There are people doing silly things everywhere. There could be Belters who want to break cultural ties with Terra, who do silly things as a result. They might create a market for innovations that wouldn't get popularised otherwise. Some of those innovations might be very good and useful and would spread widely.

People come up with all kinds of crazy ideas. I would expect Belters to be practical and rein in the craziest ideas before they cost too much. Crazy ideas that don't cause much harm might spread as fast as anywhere else. So for example they could easily get astrologers who have giant arguments with each other about the correct way to do astrology when you aren't on Terra. I would expect some Belters might pay them pocket change for horoscopes, for amusement or to help them make decisions that they are mostly undecided by the evidence. I would not expect many Belters to pay much for that, and it might be that dedicated astrologers would be mostly hobbyists doing it in their spare time if they can't make a living at it. Would all Belters -- millions of them -- agree that astrology is bunk and so none of them do it? Probably not.

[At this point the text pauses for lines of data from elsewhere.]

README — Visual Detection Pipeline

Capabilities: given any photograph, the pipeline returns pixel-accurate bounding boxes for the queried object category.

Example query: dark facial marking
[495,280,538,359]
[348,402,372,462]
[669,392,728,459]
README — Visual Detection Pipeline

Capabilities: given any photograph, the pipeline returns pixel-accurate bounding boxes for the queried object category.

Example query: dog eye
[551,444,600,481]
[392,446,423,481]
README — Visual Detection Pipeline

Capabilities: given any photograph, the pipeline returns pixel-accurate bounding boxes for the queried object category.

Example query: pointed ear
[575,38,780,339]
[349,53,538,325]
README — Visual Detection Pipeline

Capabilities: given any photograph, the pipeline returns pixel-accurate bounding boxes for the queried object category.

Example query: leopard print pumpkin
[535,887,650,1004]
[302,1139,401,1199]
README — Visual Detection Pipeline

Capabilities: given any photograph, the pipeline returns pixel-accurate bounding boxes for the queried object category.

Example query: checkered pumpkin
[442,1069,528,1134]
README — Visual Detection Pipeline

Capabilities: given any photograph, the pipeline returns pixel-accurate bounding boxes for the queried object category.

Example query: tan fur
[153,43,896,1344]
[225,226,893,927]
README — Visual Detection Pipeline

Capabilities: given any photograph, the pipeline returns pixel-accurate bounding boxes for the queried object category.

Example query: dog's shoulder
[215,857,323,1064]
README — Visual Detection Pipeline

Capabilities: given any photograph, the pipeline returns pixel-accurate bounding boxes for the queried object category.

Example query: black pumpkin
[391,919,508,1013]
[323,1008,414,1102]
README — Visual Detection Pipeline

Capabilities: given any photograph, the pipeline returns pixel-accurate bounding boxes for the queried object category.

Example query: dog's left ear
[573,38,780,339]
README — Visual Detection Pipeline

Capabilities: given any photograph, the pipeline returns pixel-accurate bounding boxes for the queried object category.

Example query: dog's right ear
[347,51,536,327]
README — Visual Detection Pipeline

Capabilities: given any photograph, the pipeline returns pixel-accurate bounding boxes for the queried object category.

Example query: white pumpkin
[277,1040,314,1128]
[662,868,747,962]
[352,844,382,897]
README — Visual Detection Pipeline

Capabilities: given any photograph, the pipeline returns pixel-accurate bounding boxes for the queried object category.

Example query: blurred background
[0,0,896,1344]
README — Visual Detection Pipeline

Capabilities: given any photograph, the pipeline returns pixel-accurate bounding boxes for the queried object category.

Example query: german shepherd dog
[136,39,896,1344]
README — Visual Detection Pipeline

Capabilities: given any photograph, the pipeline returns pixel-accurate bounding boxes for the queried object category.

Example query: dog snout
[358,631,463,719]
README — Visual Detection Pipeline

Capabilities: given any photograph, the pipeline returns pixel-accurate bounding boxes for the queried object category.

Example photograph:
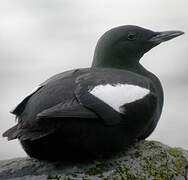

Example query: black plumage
[3,26,183,160]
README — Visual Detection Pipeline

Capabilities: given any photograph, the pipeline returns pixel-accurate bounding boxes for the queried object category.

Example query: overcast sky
[0,0,188,159]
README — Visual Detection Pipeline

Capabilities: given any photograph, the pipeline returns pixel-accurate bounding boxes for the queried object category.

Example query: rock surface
[0,141,188,180]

Plane on January 01, 2011, 07:54:21 pm
I would expect the mall to have handrails all over the place , brachiating across the ceiling might seem pretty reasonable as a shortcut to a six foot man who weighed ten pounds. Handrails at low leavels would help controll rapid motion ,especially braking. Is moveing rapidly and with poor controll going to be a sort of rudeness? A fellow who simply preferred to spend a lot of time hanging from the rafters upside down or sideways would have little disadvantage to a walker, provided that his strength and reflexes were up to it. In our present society the few who are able to climb up the facade of the building get locked up for it.Perhaps in the Ceries mega mall "meet me in the middle of the ceiling" would not be extraordinary.

I bet that depicting an economy of gesture is very difficult for a cartoonist, Comic caricters are dramaticly posed because this is a part of the comic language.

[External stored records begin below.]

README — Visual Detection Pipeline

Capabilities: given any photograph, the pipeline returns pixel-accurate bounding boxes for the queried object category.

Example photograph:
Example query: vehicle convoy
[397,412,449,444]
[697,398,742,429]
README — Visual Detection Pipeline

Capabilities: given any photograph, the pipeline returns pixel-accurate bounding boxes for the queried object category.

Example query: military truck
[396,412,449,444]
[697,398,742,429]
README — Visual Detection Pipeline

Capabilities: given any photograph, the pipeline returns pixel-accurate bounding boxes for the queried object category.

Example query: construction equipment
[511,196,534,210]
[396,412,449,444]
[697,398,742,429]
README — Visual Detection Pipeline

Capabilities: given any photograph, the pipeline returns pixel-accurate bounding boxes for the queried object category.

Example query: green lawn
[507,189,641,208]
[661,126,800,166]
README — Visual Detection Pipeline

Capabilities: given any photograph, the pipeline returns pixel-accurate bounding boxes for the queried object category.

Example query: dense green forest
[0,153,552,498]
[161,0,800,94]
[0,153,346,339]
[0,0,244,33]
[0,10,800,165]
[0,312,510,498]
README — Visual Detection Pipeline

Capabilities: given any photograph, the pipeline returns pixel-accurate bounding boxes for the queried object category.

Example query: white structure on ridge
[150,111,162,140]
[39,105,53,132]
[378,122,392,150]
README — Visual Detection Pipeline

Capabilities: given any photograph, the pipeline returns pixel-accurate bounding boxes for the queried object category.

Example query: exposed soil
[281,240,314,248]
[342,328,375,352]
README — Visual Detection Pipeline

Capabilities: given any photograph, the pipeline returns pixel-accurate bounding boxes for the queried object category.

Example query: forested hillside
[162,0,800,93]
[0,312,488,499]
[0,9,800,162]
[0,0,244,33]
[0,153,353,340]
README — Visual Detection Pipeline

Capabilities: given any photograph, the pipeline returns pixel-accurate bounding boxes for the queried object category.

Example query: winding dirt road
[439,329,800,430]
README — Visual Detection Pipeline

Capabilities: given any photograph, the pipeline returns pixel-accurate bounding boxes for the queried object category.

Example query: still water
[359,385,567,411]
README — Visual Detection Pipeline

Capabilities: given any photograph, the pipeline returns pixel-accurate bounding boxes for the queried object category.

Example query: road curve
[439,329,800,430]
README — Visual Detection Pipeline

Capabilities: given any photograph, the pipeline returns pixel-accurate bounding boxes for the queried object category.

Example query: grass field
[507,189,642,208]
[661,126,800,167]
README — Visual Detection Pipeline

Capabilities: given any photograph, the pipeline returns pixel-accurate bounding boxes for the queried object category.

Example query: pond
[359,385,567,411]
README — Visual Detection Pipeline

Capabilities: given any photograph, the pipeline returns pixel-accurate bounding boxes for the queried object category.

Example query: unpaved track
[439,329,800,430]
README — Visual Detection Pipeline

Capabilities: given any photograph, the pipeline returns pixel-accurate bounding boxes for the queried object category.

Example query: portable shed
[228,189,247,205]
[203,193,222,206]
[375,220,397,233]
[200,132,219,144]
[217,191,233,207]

http://en.wikipedia.org/wiki/Brachiation


I havent seen pets yet , we discussed light gravity farm hogs in another thread , but I really wonder how cats and dogs would cope with adaptation to low or no Gs.Pet birds are probly well equipped to fly through the air with less effort.


Pests in space might have a problem. A fleas hop would throw it straight to the ceiling from wence it would fall as slowly as light dust, a roach would find its scuttle innefective ,rats might cope pretty well with low G, but extermination with extreme cold or low pressure or low O2 would be a mere adjustment of the lifesupport settings. Would bedbugs adapt and become known as pressuresuit bugs?


Eeew.



BTW I am kibitzing, not writing your comic for you, I enjoy your comic and I enjoy these comments pages .You are doing a good job with both as they are .

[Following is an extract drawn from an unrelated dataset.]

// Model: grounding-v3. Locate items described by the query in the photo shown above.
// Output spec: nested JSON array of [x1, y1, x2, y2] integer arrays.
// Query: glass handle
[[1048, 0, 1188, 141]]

J Thomas on January 01, 2011, 09:09:07 pm
I would expect the mall to have handrails all over the place , brachiating across the ceiling might seem pretty reasonable as a shortcut to a six foot man who weighed ten pounds. Handrails at low leavels would help controll rapid motion ,especially braking. Is moveing rapidly and with poor controll going to be a sort of rudeness? A fellow who simply preferred to spend a lot of time hanging from the rafters upside down or sideways would have little disadvantage to a walker, provided that his strength and reflexes were up to it. In our present society the few who are able to climb up the facade of the building get locked up for it.Perhaps in the Ceries mega mall "meet me in the middle of the ceiling" would not be extraordinary.

Good thought!

I could imagine one-way traffic lanes. The floor could have pedals sticking out of it, that easily fold out of the way if you hit them as you pass them, but which then fold back out. If you push on one with your foot or pull on it with your hand, it resists so you can get a good solid push from it. The lane is one-way because if you try to go the other way the pedals are worse than useless.